Information appliances, which provide simplified, easy access to specific information such as e-mail and Web sites, promise to bring the benefits of computing to a wide customer base, including some computer-averse people who have hitherto avoided buying a computer. Internet appliances are evolving from personal computers, game stations, digital mobile phones, and server technologies. While this allows us to apply well-known quality assurance techniques, including testing techniques, the software quality professional must remember that the risks to product quality are different; the quality bar is higher, especially in terms of usability, robustness, and harmonizing the appliance with the dynamic Internet. Customers will assess the quality of information appliances by the degree to which the appliance reliably, quickly, transparently, and intuitively provides them with access to the desired information, and we expect them to be much less understanding of glitches than the current PC user. Information appliances are gaining wide acceptance—millions will hit the market in the next few years—so many of us who practice software quality professions will spend time working on projects to develop them. Indeed, we expect that information appliances will present tremendous opportunities to those who seek to bring quality to software in the new millenium. This paper presents the test team’s findings on one such project.
Recently, a new breed of computer—and the software that animates it—has captured the attention of computer professionals, computer users, and the computer-averse as well: the information appliance. One can define an information appliance as a limited-feature computer with a simplified, intuitive user interface designed to handle particular nuggets of information conveniently. One type, the Internet appliance, promises to bring people the benefits of the Internet without the difficulties of a general-purpose computer. In this paper, we offer the test team's perspective on a successful project to bring the Internet appliance to the customer with a positive experience of quality.
2. The Information Appliance: Revolution or Evolution?
Twenty-five years ago the personal computer era began as hobbyists and entrepreneurs built small computers around an exciting new technology, the microprocessor. The personal computer revolution released software from the control of centralized IS organizations and sophisticated technicians, and brought with it the promise of universally accessible computing. Xerox PARC’s advances in the graphic user interface, marketed so successfully first by Apple and now by Microsoft, seemed to adumbrate effortless, ubiquitous computers penetrating every nook and cranny of society.
This technological utopia may yet come, but the general-purpose computer is not the vehicle for delivering on that promise. As one computer usability consultant, Jakob Nielsen, observed at the Twelfth International Software Quality Week conference, computer acceptance has stalled. The PC, with its power and flexibility, is too complicated for most people, and reliability problems can stymie even computer sophisticates. Another human factors expert, Donald Norman, argues that we need a "new paradigm": information appliances that will be "the natural successor to today's [complex computers]" (Norman, 1998).
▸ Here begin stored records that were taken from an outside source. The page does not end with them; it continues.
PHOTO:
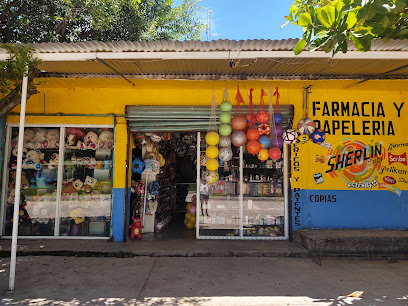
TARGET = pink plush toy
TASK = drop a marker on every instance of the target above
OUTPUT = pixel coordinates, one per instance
(136, 228)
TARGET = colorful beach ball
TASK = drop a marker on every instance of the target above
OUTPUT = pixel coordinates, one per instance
(306, 126)
(225, 154)
(289, 136)
(225, 142)
(318, 136)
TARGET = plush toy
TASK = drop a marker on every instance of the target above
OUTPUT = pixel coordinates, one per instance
(42, 180)
(13, 157)
(33, 160)
(53, 163)
(89, 183)
(135, 228)
(24, 181)
(90, 141)
(51, 140)
(78, 184)
(105, 140)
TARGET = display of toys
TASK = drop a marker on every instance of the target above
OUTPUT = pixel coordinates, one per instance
(212, 138)
(263, 155)
(289, 136)
(137, 165)
(252, 134)
(278, 118)
(225, 142)
(225, 117)
(211, 152)
(306, 126)
(264, 129)
(225, 154)
(238, 138)
(212, 164)
(253, 147)
(274, 153)
(318, 136)
(136, 228)
(225, 129)
(264, 142)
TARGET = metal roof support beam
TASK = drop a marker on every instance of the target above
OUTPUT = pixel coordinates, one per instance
(227, 55)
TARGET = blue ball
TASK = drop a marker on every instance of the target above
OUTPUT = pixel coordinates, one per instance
(264, 142)
(137, 166)
(278, 118)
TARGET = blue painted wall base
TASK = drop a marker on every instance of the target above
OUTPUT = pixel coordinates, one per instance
(359, 209)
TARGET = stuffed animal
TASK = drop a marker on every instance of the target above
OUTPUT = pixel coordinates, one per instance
(13, 157)
(105, 140)
(53, 163)
(33, 160)
(135, 228)
(51, 140)
(90, 141)
(42, 180)
(24, 182)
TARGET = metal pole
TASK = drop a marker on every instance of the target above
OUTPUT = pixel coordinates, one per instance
(18, 184)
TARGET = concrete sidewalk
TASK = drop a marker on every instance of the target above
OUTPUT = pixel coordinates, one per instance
(155, 248)
(45, 280)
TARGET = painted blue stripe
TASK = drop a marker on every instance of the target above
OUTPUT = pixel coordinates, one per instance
(118, 213)
(363, 209)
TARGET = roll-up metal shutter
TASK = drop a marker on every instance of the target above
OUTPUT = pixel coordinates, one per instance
(178, 118)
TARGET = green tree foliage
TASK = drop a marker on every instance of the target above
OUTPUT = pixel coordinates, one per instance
(30, 21)
(329, 24)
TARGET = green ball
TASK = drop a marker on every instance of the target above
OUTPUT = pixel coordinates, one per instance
(225, 129)
(225, 117)
(226, 106)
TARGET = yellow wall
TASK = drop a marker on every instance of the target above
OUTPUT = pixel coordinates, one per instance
(105, 96)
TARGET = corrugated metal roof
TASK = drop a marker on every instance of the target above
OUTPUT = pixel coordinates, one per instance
(195, 46)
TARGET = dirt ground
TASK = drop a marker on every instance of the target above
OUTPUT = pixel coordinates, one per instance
(46, 280)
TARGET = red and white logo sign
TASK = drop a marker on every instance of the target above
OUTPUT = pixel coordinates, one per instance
(389, 180)
(397, 158)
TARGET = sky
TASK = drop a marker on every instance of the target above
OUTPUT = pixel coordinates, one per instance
(243, 19)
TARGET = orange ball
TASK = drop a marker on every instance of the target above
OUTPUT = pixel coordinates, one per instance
(238, 123)
(253, 147)
(253, 134)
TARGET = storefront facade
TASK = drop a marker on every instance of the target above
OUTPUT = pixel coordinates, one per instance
(357, 179)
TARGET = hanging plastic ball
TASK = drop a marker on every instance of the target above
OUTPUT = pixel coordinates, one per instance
(253, 147)
(264, 142)
(318, 136)
(225, 129)
(211, 152)
(275, 153)
(225, 154)
(264, 129)
(262, 116)
(277, 143)
(226, 106)
(306, 126)
(212, 164)
(225, 117)
(278, 118)
(263, 154)
(289, 136)
(212, 138)
(238, 138)
(279, 130)
(211, 177)
(238, 123)
(225, 142)
(253, 134)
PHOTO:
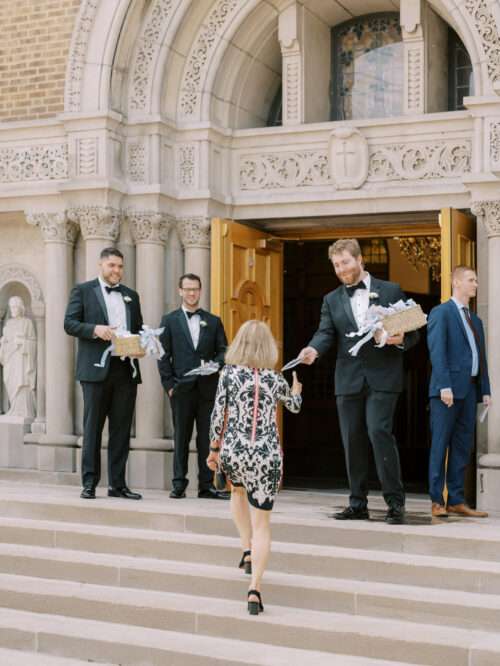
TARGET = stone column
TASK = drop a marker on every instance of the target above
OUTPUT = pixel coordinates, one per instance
(57, 452)
(488, 488)
(194, 233)
(149, 462)
(100, 227)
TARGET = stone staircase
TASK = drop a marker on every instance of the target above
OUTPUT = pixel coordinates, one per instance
(155, 583)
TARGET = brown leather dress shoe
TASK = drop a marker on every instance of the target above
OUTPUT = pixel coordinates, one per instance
(466, 511)
(438, 511)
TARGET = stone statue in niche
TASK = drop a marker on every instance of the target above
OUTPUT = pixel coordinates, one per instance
(18, 357)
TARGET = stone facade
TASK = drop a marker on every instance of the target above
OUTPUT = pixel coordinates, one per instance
(163, 128)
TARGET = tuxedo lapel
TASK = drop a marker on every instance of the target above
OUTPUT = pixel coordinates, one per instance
(100, 299)
(185, 328)
(346, 302)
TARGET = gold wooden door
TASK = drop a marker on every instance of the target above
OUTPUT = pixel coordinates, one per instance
(458, 245)
(246, 278)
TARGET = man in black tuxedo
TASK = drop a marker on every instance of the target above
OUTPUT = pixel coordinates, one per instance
(96, 309)
(191, 335)
(368, 385)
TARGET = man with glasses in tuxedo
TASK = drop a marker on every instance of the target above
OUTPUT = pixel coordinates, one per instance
(191, 336)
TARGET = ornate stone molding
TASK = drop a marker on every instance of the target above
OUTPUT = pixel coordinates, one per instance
(34, 163)
(486, 26)
(54, 227)
(18, 273)
(488, 213)
(187, 165)
(149, 226)
(206, 42)
(445, 159)
(77, 54)
(97, 222)
(281, 170)
(150, 42)
(194, 232)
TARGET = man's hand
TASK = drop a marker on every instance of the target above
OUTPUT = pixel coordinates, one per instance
(308, 355)
(296, 386)
(395, 339)
(447, 397)
(104, 332)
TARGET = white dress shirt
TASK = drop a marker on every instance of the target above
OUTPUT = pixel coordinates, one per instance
(360, 301)
(194, 327)
(115, 305)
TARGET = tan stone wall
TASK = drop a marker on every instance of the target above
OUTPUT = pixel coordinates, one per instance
(35, 36)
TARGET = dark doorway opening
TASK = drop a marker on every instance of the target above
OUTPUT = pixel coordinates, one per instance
(313, 452)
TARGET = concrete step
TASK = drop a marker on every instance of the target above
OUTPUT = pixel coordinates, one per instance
(137, 646)
(336, 633)
(18, 556)
(20, 658)
(459, 538)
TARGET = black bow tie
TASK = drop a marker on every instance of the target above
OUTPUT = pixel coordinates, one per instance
(352, 289)
(114, 290)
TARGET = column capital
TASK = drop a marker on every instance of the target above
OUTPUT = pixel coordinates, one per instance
(54, 227)
(149, 226)
(488, 212)
(97, 222)
(194, 231)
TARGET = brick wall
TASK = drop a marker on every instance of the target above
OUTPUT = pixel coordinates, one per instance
(35, 36)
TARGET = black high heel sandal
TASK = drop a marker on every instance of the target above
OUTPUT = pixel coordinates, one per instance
(246, 564)
(255, 607)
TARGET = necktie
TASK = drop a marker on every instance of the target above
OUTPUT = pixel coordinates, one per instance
(352, 290)
(469, 321)
(114, 290)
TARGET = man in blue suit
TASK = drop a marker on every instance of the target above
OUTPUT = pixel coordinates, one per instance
(459, 380)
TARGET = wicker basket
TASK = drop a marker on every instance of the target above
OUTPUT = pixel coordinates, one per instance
(405, 321)
(129, 346)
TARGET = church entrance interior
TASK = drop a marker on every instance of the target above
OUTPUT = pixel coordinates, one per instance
(313, 452)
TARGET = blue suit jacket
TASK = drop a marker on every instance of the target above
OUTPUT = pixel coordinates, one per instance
(450, 352)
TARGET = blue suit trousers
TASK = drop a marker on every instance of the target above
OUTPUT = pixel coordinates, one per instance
(453, 431)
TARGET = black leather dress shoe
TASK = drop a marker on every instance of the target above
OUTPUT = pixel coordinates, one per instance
(350, 513)
(211, 493)
(124, 492)
(88, 492)
(395, 515)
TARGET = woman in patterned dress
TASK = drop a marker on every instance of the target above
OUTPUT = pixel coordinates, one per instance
(245, 441)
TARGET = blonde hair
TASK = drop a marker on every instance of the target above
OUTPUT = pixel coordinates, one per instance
(253, 346)
(350, 245)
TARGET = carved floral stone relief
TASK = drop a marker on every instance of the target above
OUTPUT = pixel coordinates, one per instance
(34, 163)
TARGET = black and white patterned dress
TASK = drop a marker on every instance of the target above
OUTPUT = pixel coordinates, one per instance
(251, 456)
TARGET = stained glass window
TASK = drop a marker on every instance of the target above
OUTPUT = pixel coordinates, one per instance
(460, 75)
(368, 68)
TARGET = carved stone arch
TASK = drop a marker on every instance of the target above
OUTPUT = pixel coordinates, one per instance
(150, 55)
(16, 273)
(95, 37)
(474, 20)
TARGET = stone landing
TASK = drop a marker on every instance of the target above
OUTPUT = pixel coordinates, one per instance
(155, 583)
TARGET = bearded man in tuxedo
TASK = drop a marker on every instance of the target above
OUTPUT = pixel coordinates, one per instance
(191, 336)
(367, 386)
(95, 310)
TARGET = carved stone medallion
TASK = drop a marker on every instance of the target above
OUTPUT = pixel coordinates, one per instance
(348, 158)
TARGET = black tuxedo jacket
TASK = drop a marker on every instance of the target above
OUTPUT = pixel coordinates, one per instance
(86, 309)
(181, 356)
(381, 369)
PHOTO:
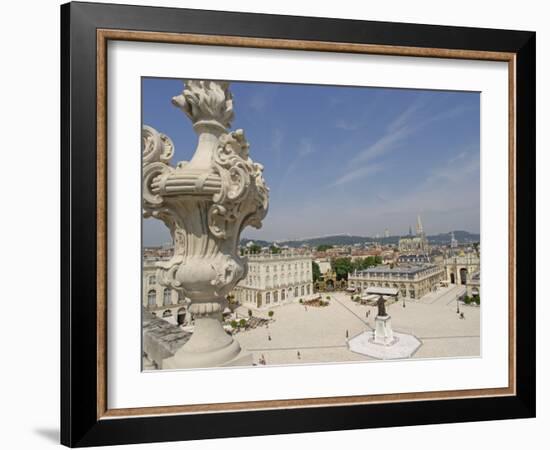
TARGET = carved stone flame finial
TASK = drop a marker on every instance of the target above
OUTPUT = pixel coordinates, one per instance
(204, 100)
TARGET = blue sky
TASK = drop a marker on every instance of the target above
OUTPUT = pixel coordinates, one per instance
(340, 160)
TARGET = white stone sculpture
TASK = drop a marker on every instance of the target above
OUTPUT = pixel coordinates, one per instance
(205, 202)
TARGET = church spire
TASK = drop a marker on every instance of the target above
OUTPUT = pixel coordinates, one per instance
(419, 228)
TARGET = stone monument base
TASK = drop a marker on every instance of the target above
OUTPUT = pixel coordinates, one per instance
(383, 333)
(403, 346)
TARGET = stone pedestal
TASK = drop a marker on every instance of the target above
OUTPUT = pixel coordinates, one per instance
(383, 333)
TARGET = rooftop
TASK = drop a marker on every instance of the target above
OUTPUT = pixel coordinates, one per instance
(406, 269)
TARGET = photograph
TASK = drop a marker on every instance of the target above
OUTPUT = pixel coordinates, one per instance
(290, 224)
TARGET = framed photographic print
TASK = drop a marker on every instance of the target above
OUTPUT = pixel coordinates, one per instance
(320, 230)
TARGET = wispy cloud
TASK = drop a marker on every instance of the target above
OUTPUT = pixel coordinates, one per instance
(305, 148)
(403, 125)
(347, 125)
(258, 101)
(361, 172)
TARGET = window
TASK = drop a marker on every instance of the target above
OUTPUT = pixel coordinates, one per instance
(151, 298)
(167, 297)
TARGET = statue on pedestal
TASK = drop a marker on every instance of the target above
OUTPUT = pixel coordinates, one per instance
(205, 202)
(381, 304)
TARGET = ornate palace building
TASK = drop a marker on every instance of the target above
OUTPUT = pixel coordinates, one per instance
(412, 281)
(417, 243)
(460, 269)
(160, 301)
(275, 279)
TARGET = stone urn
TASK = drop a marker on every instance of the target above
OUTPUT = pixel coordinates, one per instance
(206, 203)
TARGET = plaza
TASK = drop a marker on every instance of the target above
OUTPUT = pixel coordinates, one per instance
(320, 334)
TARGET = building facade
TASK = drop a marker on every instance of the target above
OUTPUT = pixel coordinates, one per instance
(275, 279)
(159, 300)
(412, 281)
(417, 243)
(459, 269)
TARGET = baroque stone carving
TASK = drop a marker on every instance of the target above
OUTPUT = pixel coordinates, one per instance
(205, 202)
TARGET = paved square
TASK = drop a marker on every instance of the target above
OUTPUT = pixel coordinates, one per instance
(300, 334)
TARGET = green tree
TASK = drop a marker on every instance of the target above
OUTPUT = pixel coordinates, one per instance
(254, 249)
(342, 266)
(315, 271)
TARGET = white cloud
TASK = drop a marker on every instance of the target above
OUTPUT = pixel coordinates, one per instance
(352, 175)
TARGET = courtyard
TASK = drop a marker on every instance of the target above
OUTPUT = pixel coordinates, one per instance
(300, 334)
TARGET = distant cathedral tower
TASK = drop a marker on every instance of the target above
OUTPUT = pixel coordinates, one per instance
(454, 242)
(419, 227)
(417, 244)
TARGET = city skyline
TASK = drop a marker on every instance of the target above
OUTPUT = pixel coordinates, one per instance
(399, 153)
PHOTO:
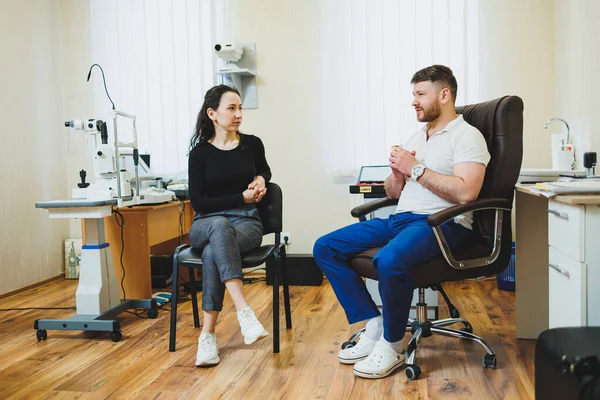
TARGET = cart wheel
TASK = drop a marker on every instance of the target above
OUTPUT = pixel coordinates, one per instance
(489, 361)
(116, 336)
(41, 334)
(152, 313)
(413, 371)
(347, 345)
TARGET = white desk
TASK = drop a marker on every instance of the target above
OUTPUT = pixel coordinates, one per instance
(558, 261)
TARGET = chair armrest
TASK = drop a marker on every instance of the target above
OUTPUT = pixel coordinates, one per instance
(440, 217)
(371, 206)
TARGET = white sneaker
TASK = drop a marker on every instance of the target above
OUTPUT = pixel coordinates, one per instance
(252, 329)
(382, 361)
(208, 351)
(359, 352)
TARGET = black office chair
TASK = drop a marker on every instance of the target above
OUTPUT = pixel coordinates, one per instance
(501, 123)
(271, 215)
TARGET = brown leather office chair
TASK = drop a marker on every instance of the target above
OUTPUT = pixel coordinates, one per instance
(501, 123)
The information appliance is an evolutionary means to a revolutionary end. The devices themselves, and the software in them, have evolved from personal computers, game stations, and digital mobile telephones. They connect with typical servers for e-mail, content, and Web access. Despite the technological similarities, though, successful information appliances must be more than just stripped-model personal computers or overgrown games stations or phones. Like toasters, ovens, and refrigerators, information appliances perform simple tasks, but must do them in a trivially obvious and totally foolproof fashion. It is the simplicity of function and use, the transparency of the technology—and the new celebrants such easy to-use appliances will bring to the computer party—that will deliver a great leap forward in applying computer technology to people’s lives.
3. An Internet Appliance Case Study
To move beyond generalizations, we introduce our Internet appliance case study. An ideal Internet appliance presents the features of the Internet, including e-mail and the World Wide Web, to the customer in a way that hides complexity, yet provides full access to the fun, fascinating, and convenient aspects. To enable this functionality seamlessly, the Internet appliance in our case study uses a client/server model. The servers at the ISP and the server farm provide e-mail services, customize and deliver news, weather, and other content to the appliance, filter undesirable Web sites, and provide the appliances with software updates. Figure one illustrates the architecture.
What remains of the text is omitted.